Many new managers are terrible bosses. According to American development company Corporate Executive Board, 60% of employees fail in the first two years of being appointed to a managerial position.
The Centre for Creative Leadership gives them a 50% chance of getting right – but most new managers will agree that, even then, the odds are not in their favour.
The problem is not a lack of qualifications or professional experience, but the lack of adequate training and skills. Many leaders in educational systems, municipal offices, corporate structures and organisations are promoted to their positions and expected to perform, reach targets and motivate their teams while satisfying bosses at the top – often without any formal training on how to effectively lead a team.
It is no wonder that new managers have the most stress in the workplace, as research by the universities of Manchester and Liverpool revealed. Their studies showed that managers feel pressure from employees below them, as well as from the executive level, especially when they haven’t been in their roles long enough to develop confidence through trial and error.
Managers are often stuck between a rock and a hard place, explains Fatima Hamdulay, a senior lecturer at the UCT Graduate School of Business (GSB). Instead of being the ones responsible for a job, these employees now have to see to it that others do it – and that they do it well. Managers need different skills for this, she says. As a teacher of the new manager short course at the GSB, Hamdulay points out that while managing others may not come naturally to everyone, it is an ability that can be developed.
Leadership development practitioners and scholars have much to say about how to enhance leadership and build confidence – here are three key principles for first-time managers to cultivate:
Listen, don’t tell
Managing relationships is one of the most complex, yet crucial skills a manager needs. The dynamic between clients, customers, staff and executives largely determines the way organisations and companies function. Without an adequate understanding of how this works, managers will find themselves alienating and distancing themselves from co-workers, resulting in less productive teams.
It all starts with the way we think about ourselves and our jobs, says international coaching expert Nancy Kline. She developed the theory of the “thinking environment”, which has changed the way many corporations run meetings, workshops and brainstorming sessions. She stresses the importance of really listening when people talk, instead of, for example, what to say. This means allowing people to finish their thoughts without interruption and allowing everyone the opportunity to speak.
“In almost any setting, the best help we can be is to create the conditions for people to generate their own finest thinking. Much of the quality we are hearing is our effect on them,” says Kline.
So instead of giving orders and telling people what to do, managers could invite employees into a conversation about their jobs, finding out what the challenges are and how the employee goes about dealing with them. Genuine interest, respect and attentive listening sends a message to the employee that their opinions are valued and involve them in the process, which has been proven to lead to more engaged and productive employees.
Delegate, don’t do
Many new managers find it exceptionally difficult to delegate. Learning to delegate is not easy – it involves trusting people and allowing them to do their jobs without interference, judgement and criticism, giving the manager the chance to get on with other duties. At the same time, employees need to feel supported and confident that guidance is accessible.

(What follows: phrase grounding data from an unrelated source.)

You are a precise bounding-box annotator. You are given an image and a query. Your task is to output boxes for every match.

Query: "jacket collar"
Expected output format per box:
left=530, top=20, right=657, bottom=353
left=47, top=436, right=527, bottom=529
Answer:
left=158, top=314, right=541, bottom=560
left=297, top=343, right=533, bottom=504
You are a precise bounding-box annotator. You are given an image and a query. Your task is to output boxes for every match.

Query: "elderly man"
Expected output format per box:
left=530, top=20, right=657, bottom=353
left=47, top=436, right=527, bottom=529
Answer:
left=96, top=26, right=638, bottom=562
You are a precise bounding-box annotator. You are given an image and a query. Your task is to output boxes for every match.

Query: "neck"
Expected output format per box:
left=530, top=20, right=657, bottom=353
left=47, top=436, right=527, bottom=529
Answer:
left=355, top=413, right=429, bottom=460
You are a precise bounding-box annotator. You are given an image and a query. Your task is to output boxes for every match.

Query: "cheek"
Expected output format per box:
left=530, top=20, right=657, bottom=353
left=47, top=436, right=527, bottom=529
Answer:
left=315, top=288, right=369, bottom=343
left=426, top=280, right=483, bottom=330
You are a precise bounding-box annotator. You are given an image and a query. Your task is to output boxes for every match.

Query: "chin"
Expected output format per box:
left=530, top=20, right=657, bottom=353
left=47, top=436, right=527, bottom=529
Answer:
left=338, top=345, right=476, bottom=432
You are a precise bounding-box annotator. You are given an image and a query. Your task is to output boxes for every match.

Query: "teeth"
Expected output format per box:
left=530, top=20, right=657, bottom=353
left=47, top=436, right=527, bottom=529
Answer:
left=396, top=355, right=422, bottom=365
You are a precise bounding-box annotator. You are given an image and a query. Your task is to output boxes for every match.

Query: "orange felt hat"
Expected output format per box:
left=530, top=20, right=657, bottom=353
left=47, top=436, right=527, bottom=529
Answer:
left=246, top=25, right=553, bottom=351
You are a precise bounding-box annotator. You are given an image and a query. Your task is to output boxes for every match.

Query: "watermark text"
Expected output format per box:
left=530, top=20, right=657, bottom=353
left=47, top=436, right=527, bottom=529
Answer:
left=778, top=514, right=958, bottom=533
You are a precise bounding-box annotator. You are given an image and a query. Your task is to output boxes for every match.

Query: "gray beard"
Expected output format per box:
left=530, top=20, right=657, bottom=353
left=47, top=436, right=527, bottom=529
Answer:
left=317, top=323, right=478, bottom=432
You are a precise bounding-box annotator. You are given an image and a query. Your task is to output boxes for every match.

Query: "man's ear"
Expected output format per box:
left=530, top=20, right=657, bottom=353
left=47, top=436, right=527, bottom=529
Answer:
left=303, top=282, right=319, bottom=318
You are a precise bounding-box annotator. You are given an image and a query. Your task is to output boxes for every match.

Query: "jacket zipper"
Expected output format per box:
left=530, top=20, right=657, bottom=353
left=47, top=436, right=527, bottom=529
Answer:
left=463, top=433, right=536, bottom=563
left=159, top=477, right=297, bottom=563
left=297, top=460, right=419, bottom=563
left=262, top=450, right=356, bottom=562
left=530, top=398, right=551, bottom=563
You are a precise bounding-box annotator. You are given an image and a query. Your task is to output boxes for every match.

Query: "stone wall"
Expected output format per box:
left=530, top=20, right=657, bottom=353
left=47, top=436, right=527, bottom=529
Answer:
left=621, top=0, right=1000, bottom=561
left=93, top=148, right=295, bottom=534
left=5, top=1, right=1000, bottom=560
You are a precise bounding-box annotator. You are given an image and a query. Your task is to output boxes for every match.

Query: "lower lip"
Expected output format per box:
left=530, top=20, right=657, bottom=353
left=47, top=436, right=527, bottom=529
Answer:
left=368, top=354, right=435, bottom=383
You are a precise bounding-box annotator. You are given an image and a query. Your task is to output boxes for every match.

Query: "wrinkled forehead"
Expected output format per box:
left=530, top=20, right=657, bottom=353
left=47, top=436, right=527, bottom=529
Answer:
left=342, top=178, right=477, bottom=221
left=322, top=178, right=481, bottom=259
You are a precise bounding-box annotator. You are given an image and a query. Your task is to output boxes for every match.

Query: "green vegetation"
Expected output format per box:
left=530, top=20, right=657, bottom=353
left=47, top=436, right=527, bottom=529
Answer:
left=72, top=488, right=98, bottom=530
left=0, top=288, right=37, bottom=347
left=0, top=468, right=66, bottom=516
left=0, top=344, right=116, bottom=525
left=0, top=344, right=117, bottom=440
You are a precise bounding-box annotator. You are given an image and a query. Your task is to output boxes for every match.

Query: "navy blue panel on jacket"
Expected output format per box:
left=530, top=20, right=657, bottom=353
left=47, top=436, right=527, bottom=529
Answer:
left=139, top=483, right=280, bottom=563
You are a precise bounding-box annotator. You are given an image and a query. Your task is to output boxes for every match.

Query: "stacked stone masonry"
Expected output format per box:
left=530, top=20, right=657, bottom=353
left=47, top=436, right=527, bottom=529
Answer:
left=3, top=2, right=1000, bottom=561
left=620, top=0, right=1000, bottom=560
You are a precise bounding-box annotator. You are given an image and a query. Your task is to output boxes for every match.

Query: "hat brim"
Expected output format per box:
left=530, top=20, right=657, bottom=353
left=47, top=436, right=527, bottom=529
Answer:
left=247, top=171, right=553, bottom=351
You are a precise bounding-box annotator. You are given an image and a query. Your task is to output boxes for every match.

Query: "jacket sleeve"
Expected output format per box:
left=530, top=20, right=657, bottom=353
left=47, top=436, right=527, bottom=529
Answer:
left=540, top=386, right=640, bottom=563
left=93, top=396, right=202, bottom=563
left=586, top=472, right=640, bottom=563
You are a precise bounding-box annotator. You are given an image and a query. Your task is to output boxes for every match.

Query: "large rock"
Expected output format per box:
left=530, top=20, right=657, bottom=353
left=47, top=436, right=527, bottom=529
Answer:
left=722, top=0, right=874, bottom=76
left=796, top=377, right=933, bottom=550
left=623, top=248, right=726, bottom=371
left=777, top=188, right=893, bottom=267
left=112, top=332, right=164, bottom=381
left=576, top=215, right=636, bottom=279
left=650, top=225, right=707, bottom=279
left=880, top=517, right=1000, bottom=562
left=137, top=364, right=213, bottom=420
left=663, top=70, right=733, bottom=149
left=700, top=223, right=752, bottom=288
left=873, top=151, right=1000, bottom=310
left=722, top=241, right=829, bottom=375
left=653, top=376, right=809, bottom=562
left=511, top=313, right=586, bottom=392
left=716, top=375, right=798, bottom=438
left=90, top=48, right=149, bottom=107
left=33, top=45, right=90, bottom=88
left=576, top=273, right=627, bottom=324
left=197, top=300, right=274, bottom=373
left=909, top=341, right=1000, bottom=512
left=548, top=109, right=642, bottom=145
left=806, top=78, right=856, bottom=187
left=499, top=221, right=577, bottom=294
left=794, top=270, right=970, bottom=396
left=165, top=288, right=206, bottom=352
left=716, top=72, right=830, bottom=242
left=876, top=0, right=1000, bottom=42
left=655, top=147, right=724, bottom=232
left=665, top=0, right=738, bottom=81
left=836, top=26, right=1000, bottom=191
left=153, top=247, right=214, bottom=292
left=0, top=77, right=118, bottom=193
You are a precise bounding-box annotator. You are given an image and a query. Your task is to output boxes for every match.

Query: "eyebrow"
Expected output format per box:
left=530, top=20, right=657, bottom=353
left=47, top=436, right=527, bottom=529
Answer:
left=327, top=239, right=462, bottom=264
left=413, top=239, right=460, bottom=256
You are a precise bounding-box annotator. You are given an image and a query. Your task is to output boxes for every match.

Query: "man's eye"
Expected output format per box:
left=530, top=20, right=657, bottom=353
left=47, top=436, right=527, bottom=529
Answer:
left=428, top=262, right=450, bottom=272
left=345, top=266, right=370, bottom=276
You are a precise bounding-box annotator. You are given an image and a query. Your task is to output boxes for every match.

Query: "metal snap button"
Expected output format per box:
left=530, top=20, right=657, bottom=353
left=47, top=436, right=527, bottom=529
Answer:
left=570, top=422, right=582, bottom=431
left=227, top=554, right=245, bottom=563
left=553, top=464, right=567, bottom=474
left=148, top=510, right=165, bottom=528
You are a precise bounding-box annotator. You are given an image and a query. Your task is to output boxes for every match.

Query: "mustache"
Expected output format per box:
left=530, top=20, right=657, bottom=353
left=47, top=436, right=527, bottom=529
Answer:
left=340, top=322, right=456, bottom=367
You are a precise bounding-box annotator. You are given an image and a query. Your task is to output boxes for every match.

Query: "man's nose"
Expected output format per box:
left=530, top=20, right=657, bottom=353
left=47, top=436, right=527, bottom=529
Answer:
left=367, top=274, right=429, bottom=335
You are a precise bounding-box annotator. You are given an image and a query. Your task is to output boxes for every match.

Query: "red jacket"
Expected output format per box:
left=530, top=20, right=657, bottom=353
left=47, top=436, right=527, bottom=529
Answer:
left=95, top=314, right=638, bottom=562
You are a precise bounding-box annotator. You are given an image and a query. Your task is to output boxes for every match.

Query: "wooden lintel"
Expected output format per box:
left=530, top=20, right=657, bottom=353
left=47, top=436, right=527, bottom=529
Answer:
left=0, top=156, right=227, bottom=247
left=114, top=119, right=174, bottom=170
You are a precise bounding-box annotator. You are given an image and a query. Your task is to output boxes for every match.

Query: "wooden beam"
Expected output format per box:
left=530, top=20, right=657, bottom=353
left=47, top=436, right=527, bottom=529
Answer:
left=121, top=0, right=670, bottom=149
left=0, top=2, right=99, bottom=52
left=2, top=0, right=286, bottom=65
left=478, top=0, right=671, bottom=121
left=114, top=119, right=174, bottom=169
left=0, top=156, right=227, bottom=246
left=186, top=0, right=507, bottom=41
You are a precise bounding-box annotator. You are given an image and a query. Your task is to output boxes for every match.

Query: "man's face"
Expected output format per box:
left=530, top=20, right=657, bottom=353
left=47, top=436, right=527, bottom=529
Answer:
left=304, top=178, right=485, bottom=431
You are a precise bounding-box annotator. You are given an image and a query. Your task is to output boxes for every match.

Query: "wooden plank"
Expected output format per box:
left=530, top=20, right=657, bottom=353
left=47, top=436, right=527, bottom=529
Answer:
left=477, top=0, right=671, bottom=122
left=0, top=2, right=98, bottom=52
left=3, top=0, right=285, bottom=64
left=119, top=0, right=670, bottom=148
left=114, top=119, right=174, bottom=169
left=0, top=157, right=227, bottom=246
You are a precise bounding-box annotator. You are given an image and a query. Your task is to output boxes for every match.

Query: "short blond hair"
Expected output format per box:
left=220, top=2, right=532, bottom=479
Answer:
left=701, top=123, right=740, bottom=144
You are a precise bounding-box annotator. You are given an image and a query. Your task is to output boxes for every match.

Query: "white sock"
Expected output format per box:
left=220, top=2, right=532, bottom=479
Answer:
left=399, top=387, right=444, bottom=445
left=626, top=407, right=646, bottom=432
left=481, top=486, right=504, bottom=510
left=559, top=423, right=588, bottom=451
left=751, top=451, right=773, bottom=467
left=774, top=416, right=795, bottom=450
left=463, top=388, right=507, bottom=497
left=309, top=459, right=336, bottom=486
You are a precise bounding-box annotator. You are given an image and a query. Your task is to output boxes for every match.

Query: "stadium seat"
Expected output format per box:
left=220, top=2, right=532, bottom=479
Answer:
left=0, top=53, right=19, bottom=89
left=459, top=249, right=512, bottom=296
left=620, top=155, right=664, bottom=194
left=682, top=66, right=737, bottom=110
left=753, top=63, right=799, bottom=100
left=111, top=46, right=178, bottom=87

Global management expert Charles Handy has published widely on several aspects of management development. He has said the business world of today faces problems that cannot be handled by one person acting alone. “Lonely learners are often slow and poor learners, whereas people who collaborate learn from each other create synergy,” he says. So a crucial part of delegation is to create and nurture a mutually supportive team.
Find your own way – don’t copy others
“The moment you doubt whether you can fly, you cease forever to be able to do it,” said Peter Pan author J.M. Barrie, capturing the importance of why managers need to be confident in their new role. But being confident can be tricky, especially for new managers who find themselves with a load of responsibilities and a host of unknown variables.
This is why personal mastery is important. Managers need to be self-aware and in tune with themselves. They need to understand their own strengths and weaknesses, and be aware of what kind of impact they have on others.
The sense of achievement new managers experience when they see the impact of their leadership is hugely rewarding.
Realising that they now know how to get people to work better in a team, how to relate more effectively to others and to speak with a voice of authority that commands respect – these come from experience, but can also grow from having confidence in one’s own abilities and skills.
A personal leadership style can be developed through the acknowledgement of one’s own unique personality and voice. Just as no two people are the same, managers can’t copy another’s way of management. Each person has to find his or her own way of managing. Management development courses provide a proven way for managers to explore their own style of managing and leading.
It boils down to allowing oneself to keep thinking and keep trying, practising different ways of reflecting on situations and on how they can be dealt with. The way of the old manager as the boss at the top of the stairs keeping an eye on everyone and yelling when someone steps out of line is over. Managers today need to think more and talk less, and ask questions, but not provide answers. In this way real progress is made, people are encouraged to grow and flourish, and productivity in the workplace is boosted.